Pagination .

GET routes that return multiple records are paginated. By default, all records will be in descending order based on an incrementing ID of the resource.

For example, you add 2 trading accounts. The second account will have a higher ID, as it is added last. If you were to request all accounts the second account will be the first record.

Meta data

The response data key will have a meta object.

"meta": {
    "count": 48,
    "limit": 1000,
    "order": "desc",
    "last_id": 37298688
}
Key Value Description
count integer The total records in the data array
limit integer Record limit per response
order asc or desc The order of the records
last_id integer The last id of the record set

Each key can be passed in the query string to change the behaviour. For example:

/account?order=asc&limit=50&last_id=15

This will order the resources in ascending order, limited to 50 per response and using the last ID of 25 as the starting point.

Last ID

As results are limited to 1000 records, getting all data requires the last ID to move the starting point.

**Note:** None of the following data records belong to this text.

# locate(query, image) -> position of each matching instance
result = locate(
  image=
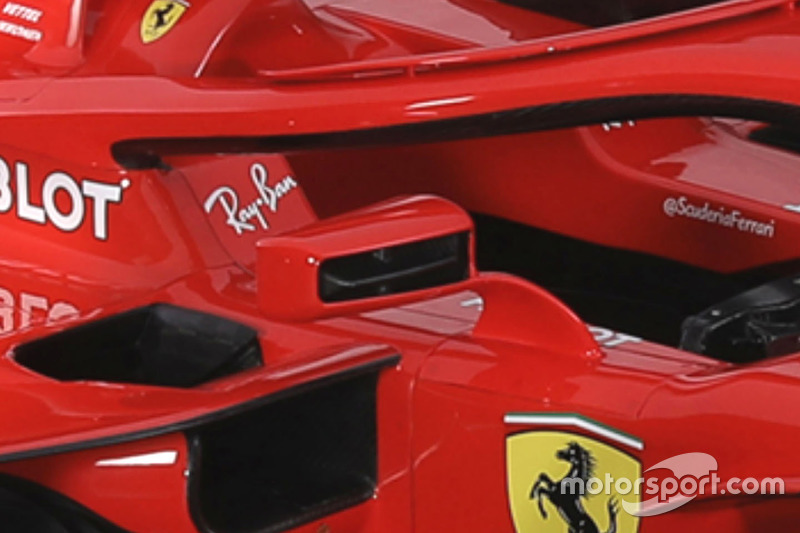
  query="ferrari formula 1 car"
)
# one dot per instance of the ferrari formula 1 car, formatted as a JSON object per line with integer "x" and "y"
{"x": 377, "y": 266}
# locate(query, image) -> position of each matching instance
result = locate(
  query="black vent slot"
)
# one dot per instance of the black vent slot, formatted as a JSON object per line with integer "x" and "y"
{"x": 155, "y": 345}
{"x": 289, "y": 462}
{"x": 757, "y": 324}
{"x": 599, "y": 13}
{"x": 395, "y": 269}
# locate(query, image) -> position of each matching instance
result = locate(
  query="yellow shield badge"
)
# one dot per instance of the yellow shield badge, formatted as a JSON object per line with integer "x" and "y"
{"x": 560, "y": 481}
{"x": 161, "y": 17}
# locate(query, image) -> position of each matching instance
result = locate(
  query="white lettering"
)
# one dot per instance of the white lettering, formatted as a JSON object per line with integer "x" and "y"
{"x": 6, "y": 311}
{"x": 31, "y": 305}
{"x": 25, "y": 210}
{"x": 241, "y": 220}
{"x": 6, "y": 198}
{"x": 22, "y": 32}
{"x": 102, "y": 194}
{"x": 60, "y": 181}
{"x": 610, "y": 339}
{"x": 25, "y": 13}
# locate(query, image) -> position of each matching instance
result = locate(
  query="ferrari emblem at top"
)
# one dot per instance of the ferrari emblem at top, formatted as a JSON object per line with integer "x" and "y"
{"x": 160, "y": 18}
{"x": 549, "y": 484}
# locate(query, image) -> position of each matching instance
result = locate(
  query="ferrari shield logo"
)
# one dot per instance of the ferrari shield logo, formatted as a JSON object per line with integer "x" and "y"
{"x": 560, "y": 482}
{"x": 160, "y": 18}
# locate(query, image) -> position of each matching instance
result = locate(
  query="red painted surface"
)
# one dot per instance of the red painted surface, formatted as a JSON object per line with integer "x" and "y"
{"x": 85, "y": 237}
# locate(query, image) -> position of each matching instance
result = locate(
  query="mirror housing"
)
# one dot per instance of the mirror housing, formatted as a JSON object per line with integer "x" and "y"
{"x": 387, "y": 254}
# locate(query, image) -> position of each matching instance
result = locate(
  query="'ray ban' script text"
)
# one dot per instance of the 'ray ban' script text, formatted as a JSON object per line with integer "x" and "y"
{"x": 253, "y": 214}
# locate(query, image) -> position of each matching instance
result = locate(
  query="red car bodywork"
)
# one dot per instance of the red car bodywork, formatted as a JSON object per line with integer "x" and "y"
{"x": 218, "y": 167}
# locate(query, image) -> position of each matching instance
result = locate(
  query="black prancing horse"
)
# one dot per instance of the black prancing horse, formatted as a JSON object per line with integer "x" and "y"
{"x": 161, "y": 15}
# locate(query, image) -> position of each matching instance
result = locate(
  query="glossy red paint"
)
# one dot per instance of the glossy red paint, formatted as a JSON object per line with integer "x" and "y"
{"x": 205, "y": 168}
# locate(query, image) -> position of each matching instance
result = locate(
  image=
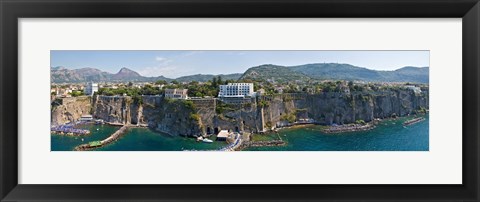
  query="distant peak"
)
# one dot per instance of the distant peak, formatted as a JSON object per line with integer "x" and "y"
{"x": 124, "y": 69}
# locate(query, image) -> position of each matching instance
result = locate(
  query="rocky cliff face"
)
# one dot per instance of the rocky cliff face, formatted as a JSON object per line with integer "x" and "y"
{"x": 113, "y": 109}
{"x": 69, "y": 109}
{"x": 342, "y": 108}
{"x": 197, "y": 117}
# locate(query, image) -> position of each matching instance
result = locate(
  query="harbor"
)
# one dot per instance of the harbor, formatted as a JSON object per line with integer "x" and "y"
{"x": 388, "y": 135}
{"x": 106, "y": 141}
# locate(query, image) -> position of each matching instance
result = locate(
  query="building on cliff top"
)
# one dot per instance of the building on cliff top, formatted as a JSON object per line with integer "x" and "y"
{"x": 91, "y": 88}
{"x": 176, "y": 93}
{"x": 236, "y": 93}
{"x": 236, "y": 90}
{"x": 223, "y": 135}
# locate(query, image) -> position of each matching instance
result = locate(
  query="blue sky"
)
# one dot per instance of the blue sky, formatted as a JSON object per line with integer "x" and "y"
{"x": 173, "y": 64}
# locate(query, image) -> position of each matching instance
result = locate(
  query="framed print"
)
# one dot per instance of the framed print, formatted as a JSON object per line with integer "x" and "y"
{"x": 125, "y": 100}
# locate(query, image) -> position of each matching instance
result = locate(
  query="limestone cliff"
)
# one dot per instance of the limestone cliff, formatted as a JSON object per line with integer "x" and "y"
{"x": 203, "y": 116}
{"x": 66, "y": 110}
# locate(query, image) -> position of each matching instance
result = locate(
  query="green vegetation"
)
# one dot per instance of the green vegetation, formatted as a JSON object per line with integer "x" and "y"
{"x": 195, "y": 117}
{"x": 76, "y": 93}
{"x": 263, "y": 103}
{"x": 130, "y": 91}
{"x": 222, "y": 107}
{"x": 360, "y": 121}
{"x": 290, "y": 117}
{"x": 95, "y": 143}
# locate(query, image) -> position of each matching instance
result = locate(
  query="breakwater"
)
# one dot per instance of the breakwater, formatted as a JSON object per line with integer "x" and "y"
{"x": 96, "y": 144}
{"x": 68, "y": 129}
{"x": 349, "y": 128}
{"x": 413, "y": 121}
{"x": 266, "y": 143}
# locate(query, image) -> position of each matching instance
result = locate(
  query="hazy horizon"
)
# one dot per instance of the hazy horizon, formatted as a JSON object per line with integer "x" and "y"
{"x": 174, "y": 64}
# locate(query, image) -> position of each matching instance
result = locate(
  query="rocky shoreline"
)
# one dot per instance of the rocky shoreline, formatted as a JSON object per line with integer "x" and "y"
{"x": 349, "y": 128}
{"x": 108, "y": 140}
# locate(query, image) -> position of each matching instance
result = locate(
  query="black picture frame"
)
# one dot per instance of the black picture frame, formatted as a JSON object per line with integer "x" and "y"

For example, you want to store the trade history for an account with ID 123 and look for new records every hour via on a cron job.

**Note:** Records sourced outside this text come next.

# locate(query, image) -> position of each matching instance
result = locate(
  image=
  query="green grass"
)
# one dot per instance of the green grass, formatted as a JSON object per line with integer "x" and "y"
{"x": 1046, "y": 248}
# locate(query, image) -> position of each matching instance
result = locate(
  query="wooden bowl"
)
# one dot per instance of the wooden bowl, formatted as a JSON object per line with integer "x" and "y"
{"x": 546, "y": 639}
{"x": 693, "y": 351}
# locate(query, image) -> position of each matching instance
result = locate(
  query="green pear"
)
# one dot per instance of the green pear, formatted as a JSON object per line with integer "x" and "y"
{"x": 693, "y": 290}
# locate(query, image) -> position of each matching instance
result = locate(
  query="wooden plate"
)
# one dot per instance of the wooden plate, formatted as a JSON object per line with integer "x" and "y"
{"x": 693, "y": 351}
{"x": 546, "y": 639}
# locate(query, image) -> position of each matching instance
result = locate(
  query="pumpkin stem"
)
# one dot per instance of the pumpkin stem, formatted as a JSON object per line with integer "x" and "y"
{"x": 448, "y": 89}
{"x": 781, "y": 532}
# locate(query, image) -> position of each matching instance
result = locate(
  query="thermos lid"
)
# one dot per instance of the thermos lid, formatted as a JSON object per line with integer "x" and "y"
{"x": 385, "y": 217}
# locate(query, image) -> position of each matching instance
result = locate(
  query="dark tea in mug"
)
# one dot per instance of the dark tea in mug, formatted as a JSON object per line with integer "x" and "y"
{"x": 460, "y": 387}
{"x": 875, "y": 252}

You can achieve this either using ascending or descending. For an example, we will use ascending. In the example we will assume there are more than 1000 records, therefore requires multiple requests.

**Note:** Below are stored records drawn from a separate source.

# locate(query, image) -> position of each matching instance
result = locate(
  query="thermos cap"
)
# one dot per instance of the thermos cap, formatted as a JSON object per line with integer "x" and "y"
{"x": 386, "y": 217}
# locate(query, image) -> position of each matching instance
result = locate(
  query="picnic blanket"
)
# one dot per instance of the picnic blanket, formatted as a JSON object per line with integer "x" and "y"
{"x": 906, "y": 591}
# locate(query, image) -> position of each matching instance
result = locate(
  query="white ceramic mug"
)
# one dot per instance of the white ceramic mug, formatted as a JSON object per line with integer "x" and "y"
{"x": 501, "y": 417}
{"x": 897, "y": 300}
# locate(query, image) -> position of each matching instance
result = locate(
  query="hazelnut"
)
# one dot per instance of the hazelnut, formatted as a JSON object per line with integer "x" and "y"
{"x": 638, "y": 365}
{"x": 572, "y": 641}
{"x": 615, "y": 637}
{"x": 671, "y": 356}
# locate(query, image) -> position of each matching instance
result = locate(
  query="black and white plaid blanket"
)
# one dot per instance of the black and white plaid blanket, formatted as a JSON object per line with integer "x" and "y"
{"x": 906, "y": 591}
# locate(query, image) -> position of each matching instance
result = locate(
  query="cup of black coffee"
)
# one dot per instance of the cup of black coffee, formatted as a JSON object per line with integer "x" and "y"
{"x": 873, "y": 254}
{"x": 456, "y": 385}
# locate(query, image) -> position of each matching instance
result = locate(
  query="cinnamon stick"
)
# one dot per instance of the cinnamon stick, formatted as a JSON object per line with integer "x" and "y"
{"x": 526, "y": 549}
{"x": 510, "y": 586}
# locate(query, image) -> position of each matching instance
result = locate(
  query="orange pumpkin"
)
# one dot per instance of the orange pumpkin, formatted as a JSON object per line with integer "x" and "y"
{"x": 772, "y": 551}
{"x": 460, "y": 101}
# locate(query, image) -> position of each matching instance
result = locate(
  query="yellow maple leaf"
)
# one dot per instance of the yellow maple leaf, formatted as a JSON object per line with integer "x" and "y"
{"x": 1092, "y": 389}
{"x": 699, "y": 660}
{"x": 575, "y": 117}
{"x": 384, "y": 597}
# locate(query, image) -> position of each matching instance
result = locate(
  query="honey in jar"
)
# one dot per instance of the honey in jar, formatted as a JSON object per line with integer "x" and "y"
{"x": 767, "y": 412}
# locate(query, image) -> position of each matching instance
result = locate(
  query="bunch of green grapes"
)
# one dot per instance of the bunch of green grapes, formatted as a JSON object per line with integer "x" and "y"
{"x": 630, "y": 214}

Initially to get the current trade list you want to request the trade history in ascending order and no last ID set.

/trade?account_id=123&order=asc
"meta": {
    "count": 1000,
    "limit": 1000,
    "order": "asc",
    "last_id": 9999
}

The response has a count 1000 and last_id 9999. As the count is 1000 we can't be sure we have all records. So we request again with last ID 9999.

/trade?account_id=123&order=asc&last_id=9999

The response will ignore the previous 1000 results and give you the next set.

"meta": {
    "count": 102,
    "limit": 1000,
    "order": "asc",
    "last_id": 10235
}

This response has a count of 102, so we now know that is the last of the records, at the time of request. We can now store the last ID of 10235 for future use.

Hourly cron

When the hourly cron runs it will send the last ID stored previously and repeat the process above until it has got all results. Again the last ID will be stored for the next cron job.